In other words creating a sense of welcome for all people regardless of
race, ethnicity, sociological-economic position, political posture, personal
habits, sexual preferences, level of neatness, need to control, entitled or
excluded, even regardless of faith orientation or the lack of it. Imagine if regardless of anything
people really felt welcome. The
principle of Welcoming all parts has helped me to help the United Church of
Christ and its leadership to identify more and more ways in which by welcome
here to fore excluded people who engage in certain excluding practices are now
thankfully welcome. The church is
to be a place of inclusivity, of “judgment free zone” the essence of which is
to welcome all parts. Really! To welcome them so that hey can in the
presence of light and love be released form their burdens and freed to live
life in the most abundant way.
Which are the words of Jesus, Rumi, Buddha etc.
In a unique way, I have become the IFS Guy at AAMFT Conferences,
at Social Work Conferences, and Clergy groups, and at the New York City
marathon where for the last 27 years I have led a Worship Service that is
progressively designed particularly influenced in the last 10 years by the IFS
“All are Welcome” model: into what Thich Nhat Hanh calls an “Interbeing-Interfaith
Experience” It began as a service "for runners by runners”. It was not the church doing something and asking the worshipper to fit into a mold or structure of Worship.

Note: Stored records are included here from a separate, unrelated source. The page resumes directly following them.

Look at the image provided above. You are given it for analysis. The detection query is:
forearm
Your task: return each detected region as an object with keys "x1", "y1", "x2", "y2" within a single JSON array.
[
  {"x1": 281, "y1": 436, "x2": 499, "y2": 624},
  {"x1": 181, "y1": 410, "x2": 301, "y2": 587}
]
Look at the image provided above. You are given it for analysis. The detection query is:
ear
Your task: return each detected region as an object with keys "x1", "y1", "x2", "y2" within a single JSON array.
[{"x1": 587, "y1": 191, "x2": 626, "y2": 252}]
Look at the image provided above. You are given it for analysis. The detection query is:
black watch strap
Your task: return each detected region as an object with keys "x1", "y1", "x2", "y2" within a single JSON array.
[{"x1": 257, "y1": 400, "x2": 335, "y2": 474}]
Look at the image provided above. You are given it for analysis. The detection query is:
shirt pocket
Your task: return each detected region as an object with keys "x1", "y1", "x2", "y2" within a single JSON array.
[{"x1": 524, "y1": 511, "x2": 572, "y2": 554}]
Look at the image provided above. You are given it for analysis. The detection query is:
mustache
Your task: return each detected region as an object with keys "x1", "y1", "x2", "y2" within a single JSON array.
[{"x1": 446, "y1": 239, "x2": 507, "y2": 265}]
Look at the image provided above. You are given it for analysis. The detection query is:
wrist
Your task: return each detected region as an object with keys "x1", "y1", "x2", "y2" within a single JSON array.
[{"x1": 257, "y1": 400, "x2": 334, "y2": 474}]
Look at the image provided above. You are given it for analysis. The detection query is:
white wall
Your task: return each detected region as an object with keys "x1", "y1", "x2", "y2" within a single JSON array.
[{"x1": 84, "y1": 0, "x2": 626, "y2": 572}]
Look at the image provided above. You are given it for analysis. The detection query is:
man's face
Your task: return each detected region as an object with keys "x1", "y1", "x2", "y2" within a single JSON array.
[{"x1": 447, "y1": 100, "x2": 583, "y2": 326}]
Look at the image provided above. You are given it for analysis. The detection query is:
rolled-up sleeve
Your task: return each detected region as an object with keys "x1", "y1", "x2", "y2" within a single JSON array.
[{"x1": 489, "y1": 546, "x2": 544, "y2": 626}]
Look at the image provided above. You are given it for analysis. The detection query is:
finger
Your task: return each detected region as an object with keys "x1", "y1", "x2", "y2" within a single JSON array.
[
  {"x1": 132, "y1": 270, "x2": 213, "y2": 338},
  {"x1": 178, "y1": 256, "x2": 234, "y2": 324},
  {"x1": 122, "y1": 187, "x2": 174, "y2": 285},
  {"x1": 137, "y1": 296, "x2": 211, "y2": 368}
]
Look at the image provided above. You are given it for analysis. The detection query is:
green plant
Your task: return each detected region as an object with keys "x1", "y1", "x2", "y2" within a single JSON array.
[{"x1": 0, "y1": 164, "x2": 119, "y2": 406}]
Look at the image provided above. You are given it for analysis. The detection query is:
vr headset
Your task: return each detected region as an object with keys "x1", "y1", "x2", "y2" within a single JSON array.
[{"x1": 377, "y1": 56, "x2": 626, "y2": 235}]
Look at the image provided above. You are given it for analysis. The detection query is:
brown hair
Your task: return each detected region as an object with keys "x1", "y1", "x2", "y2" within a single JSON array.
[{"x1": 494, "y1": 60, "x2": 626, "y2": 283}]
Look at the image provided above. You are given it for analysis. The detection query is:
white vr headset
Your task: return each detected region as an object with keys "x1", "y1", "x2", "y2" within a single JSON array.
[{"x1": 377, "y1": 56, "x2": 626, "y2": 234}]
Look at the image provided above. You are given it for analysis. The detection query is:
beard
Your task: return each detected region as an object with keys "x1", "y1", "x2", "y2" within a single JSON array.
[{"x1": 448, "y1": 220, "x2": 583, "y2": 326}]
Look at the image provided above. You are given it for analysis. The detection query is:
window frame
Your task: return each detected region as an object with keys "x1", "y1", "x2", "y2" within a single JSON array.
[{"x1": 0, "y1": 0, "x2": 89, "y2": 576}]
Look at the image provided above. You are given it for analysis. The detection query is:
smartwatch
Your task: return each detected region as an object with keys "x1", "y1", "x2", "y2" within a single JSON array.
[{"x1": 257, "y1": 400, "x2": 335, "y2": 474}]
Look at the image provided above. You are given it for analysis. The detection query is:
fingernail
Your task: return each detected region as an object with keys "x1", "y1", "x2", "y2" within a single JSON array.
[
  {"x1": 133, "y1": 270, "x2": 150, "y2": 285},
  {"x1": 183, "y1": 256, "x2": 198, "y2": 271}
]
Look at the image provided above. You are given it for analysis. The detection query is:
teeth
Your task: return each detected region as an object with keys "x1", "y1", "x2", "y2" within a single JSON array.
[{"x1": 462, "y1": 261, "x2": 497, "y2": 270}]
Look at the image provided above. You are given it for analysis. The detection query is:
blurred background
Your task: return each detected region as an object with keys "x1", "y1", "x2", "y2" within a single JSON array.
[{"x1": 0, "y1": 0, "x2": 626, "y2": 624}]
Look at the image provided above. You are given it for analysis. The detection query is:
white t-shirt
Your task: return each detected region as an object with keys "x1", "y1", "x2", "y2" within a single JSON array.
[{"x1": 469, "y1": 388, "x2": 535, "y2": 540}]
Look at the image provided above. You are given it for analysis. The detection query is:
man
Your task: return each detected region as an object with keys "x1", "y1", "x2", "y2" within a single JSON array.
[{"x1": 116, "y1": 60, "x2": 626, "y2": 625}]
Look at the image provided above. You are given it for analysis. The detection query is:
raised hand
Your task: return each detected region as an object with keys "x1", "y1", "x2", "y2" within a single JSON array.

It was the Worshipper creating a mold and model into which he and she felt welcome. One Worshipper lsat year commented on the welcoming nature, the connectivity of the service, and the energy of oneness: "This is the way the church needs to be". Not done for them but by them. In Thich Nhat Hanh's book "Living Buddha, Living Christ" there is congruity of thought and teaching and a "We are one" orientation that is refreshing. This is the IFS Way and I think more
and more the Jesus, the Buddha, the
_______, Way.
Jon Lennon wrote over 50 years ago, Imagine
The World Lennon imagined is a world we have the tools to
help happen, the energy to assist in the happening, and the resources necessary
for it to happen.
In the “Gloria Patri” sung in many a Christian Church in
every Worship Service we have the words that point to the divine welcome of all
parts and to the divine internal redemptive resources, energy and tools to
assist it happening:
Glory be to the Father and to the Son and to the Holy Ghost,
As it was in the beginning (All in balance, all in peace and
harmony, all welcome and cared for) even now and ever shall be, World without
end, Amen, Amen.
So shall it one day be, that, the Way it was in the beginning, will become the way it shall be. The only world that is “without end” is the world “with”
balance, grace, truth, and redemption. It is the world where all are welcome.